Elsewhere on the island about the same time, three women loaded up shopping carts at a Long’s drugstore with 18 cases of — you guessed it — Spam. They made a rush for the exit. Fortunately, an alert customer, Kurt Fevella, saw the attempted heist in progress and stationed himself at the door on Spam patrol. They shoved the carts toward at him and took off, Fevella told KITV4.
A shop at a downtown mall wasn’t so lucky. The Honolulu Police Department is now offering a $1,000 reward for a man (and an apparent accomplice) who entered a store on Oct. 3, grabbed a case of Spam and punched a security guard who attempted to stop him.

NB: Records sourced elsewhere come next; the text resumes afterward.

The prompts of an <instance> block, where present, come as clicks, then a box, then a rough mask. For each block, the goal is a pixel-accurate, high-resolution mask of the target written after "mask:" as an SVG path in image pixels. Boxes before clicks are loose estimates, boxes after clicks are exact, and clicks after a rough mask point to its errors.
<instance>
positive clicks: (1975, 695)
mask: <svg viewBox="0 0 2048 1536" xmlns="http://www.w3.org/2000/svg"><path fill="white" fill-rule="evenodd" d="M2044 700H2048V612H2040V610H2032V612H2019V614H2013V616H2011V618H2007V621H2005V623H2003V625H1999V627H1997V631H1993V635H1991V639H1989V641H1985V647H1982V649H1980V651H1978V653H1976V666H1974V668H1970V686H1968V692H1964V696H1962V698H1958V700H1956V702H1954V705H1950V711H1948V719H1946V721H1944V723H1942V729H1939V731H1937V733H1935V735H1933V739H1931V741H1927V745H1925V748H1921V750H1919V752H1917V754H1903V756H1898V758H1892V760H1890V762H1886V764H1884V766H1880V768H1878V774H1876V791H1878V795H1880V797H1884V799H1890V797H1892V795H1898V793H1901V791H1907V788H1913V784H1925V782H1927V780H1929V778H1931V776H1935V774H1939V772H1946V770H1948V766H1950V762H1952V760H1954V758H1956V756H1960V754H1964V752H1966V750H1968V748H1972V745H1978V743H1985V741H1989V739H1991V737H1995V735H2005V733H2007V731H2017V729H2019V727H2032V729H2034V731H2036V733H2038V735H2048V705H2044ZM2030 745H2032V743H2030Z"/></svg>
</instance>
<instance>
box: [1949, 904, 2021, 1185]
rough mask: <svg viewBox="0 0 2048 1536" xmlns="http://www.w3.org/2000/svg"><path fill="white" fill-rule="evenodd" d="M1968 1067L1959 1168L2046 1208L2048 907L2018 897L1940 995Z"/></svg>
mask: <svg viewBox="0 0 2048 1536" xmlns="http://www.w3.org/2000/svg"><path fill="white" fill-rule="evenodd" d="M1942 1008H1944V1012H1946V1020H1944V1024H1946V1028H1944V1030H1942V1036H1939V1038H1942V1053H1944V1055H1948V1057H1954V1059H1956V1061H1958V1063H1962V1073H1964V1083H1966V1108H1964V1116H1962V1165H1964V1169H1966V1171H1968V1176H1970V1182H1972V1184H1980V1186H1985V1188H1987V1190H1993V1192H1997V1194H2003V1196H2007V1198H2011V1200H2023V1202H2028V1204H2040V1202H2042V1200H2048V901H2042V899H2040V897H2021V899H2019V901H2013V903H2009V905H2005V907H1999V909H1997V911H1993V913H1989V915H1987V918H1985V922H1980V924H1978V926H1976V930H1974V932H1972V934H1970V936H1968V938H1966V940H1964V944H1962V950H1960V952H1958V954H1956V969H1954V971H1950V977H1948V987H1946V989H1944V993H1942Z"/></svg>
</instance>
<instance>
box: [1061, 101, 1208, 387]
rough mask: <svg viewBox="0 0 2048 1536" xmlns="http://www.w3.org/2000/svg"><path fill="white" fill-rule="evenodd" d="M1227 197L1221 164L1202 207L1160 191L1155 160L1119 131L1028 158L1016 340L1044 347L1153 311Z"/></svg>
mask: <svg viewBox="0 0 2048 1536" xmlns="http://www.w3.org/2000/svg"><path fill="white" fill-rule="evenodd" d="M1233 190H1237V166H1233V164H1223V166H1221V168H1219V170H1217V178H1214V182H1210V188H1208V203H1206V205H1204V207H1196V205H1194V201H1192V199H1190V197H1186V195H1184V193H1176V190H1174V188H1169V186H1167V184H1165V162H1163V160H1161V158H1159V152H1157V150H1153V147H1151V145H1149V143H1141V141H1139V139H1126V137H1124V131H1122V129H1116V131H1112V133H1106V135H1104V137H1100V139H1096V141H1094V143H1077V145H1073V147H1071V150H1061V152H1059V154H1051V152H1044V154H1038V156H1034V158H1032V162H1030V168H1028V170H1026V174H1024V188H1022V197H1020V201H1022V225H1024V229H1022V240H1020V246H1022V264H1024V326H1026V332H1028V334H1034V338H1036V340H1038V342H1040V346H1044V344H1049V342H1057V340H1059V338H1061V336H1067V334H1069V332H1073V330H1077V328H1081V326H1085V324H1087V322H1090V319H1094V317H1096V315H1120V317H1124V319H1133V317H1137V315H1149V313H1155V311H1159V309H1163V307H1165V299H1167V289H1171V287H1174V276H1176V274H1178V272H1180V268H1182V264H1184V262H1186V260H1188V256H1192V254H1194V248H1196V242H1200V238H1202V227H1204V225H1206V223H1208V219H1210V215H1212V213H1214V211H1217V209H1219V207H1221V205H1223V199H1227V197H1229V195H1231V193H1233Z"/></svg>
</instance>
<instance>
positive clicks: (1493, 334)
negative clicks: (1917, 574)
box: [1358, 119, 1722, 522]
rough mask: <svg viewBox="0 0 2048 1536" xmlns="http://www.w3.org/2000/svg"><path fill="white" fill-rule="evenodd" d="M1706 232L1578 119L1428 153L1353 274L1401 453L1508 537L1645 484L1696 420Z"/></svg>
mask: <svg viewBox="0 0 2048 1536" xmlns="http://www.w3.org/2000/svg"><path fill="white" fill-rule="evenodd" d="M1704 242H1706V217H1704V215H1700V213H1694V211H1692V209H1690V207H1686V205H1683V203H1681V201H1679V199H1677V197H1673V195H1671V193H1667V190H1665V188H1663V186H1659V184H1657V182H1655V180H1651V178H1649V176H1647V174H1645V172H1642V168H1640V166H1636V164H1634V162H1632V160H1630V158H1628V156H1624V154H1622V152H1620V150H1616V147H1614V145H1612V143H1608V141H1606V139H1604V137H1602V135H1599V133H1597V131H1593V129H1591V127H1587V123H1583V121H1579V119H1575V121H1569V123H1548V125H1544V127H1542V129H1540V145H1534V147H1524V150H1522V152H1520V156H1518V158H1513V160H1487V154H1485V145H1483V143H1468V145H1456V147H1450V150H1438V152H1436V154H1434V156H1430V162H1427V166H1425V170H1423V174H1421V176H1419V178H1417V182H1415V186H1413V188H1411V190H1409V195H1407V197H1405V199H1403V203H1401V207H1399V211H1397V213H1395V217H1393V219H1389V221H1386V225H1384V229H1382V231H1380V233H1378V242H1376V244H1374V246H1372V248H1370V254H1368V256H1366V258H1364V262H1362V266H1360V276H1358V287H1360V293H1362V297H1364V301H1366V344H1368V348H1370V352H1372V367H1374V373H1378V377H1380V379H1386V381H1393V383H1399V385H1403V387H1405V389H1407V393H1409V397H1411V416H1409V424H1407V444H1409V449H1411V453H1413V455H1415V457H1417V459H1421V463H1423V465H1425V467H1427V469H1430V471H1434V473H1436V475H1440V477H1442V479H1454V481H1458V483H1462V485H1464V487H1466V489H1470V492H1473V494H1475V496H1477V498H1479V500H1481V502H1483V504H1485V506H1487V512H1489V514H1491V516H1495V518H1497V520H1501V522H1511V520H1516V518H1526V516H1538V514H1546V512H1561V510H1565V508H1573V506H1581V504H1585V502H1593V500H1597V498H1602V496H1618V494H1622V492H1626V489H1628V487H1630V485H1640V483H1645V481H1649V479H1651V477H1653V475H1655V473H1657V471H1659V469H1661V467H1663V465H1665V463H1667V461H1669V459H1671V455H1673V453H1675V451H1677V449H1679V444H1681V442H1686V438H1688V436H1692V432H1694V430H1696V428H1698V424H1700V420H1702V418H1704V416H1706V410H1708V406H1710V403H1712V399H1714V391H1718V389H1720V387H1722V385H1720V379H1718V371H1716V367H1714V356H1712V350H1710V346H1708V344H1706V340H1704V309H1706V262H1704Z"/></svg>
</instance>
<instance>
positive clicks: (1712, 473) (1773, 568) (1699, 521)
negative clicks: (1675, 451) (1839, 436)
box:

These Spam snatchers are not hungry people desperate for Spam, said Tina Yamaki, president of the Retail Merchants of Hawaii. They are most likely part of a Spam black market that’s taking off in a state where the demand for Spam knows no bounds.
“It’s a staple,” Yamaki said.
The thefts have proliferated to the point that some businesses are putting Spam in plastic cases under lock and key, she said. To buy a can of Spam, you have to ask a sales person to retrieve it.
Yamaki thinks Spam has become a form of currency, particularly for drug addicts in need of quick cash. The thieves work in teams, one to distract onlookers, the others to “run out with Spam.”
Mainlanders Americans often ask of the meat: how flavorful is a mixture of pork with ham, salt, water, potato starch, sugar and sodium nitrite?
But in Hawaii, they eat “Spam fried rice,” or “Spam and eggs” or a Korean spam stew called budae jjigae and especially Spam Musubi, a sushi-like snack of cooked rice, Spam and often teriyaki sauce all wrapped in seaweed. (Try it in Hawaii, Anthony Bourdain once advised. “They love it,” he said. “They’ll make you love it.”)
Hawaii residents consume more spam per capita than any other state, about five million pounds a year, “six cans for every man, woman and child,” as National Geographic once noted, commenting that “a 12-ounce can is supposed to contain six servings.” Hawaiians celebrate Spam with an annual “Spam Jam” in Waikiki.
Yamaki attributes the thefts to a state law enacted last year that changed the definition of a felony from a theft worth at least $350 or to one worth at least $750. So a thief could make off with about 300 cans before risking a felony charge. “They steal right under” that $750 cutoff, Yamaki said.